For Older Adults
What’s on your mind?
There are many things you may have questions about.
There are so many facets of aging that everything may seem complicated. Your questions may be different depending upon what you’re going through and what phase of aging you’re in. For example:
– Where do I want to live right now and how will that affect my future?
– My kids are so bossy but on the other hand, I don’t want to be a burden.
– I’m still mourning the death of my spouse and am struggling with widowhood.
– I’m getting more forgetful. Do I have Alzheimer’s?
– My spouse is getting more forgetful. Do they have Alzheimer’s?
– How do I keep going when my body isn’t cooperating?
– I’m tired of going to memorial services.
– How will I handle the details in life when my spouse isn’t doing it with me?
– I don’t want to move to Assisted Living.
– What about intimacy in later life?
– How do I deal with all of these doctors and pills?
– How do I plan for the end of life?
Could counseling help?
You might be thinking – – What kind of people see therapists? I think I can take care of my problems myself. Why would I pay someone to just talk? Doesn’t therapy take a long time? Isn’t asking for help a weakness?
These are common questions asked by some older adults. My Resources page has a couple of helpful articles that may answer your questions about psychotherapy.
All feelings are normal. And questions are normal. Sometimes you may worry, or feel overwhelmed or sad – and you want to feel better.

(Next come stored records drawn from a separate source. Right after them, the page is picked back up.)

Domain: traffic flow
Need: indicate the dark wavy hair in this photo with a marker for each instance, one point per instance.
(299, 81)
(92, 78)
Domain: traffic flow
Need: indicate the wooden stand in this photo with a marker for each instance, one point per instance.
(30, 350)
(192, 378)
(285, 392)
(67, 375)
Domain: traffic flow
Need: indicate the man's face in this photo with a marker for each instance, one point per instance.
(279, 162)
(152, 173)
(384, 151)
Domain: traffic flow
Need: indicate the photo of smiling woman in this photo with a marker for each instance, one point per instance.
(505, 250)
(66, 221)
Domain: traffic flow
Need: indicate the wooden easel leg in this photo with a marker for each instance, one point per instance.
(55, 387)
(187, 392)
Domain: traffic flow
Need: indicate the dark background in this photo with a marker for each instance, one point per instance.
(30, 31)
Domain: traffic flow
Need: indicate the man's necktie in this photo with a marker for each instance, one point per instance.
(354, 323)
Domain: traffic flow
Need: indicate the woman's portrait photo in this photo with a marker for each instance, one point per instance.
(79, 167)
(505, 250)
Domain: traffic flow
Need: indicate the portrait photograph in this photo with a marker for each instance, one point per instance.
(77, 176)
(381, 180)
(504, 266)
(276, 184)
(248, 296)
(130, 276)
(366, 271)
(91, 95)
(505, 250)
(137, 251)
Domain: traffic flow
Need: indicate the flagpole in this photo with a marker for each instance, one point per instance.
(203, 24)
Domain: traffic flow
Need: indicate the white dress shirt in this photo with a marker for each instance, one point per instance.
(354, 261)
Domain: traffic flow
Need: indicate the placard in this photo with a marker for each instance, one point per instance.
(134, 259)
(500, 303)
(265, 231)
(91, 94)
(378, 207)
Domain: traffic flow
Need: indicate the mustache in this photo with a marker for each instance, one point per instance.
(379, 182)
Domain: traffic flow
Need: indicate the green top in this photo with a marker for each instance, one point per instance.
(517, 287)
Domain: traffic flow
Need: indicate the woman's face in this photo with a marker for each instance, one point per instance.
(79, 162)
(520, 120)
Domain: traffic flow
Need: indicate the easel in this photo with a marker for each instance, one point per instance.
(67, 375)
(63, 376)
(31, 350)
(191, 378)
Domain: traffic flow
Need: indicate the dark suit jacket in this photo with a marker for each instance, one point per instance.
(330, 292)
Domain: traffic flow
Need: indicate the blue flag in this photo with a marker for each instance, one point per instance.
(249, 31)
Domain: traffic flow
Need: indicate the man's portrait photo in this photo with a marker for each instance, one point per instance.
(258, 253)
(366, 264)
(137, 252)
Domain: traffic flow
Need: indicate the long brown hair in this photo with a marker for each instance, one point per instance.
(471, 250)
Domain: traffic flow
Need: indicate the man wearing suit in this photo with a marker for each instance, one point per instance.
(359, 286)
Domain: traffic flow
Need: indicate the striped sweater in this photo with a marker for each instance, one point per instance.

As a psychotherapist, I’m more of a guide – and a problem solver – and a support person – and an educator – and a consultant – and lots of things. But mostly, I’m a facilitator of change, a helper and a really good listener.
Think of me as a member of your team.
We’ll look at the big picture of your life in therapy. We’ll talk about your health, your family, your community and your day-to-day life. Then we’ll work on your improving your coping skills, look at different ways of thinking, set goals, and work together on feeling better.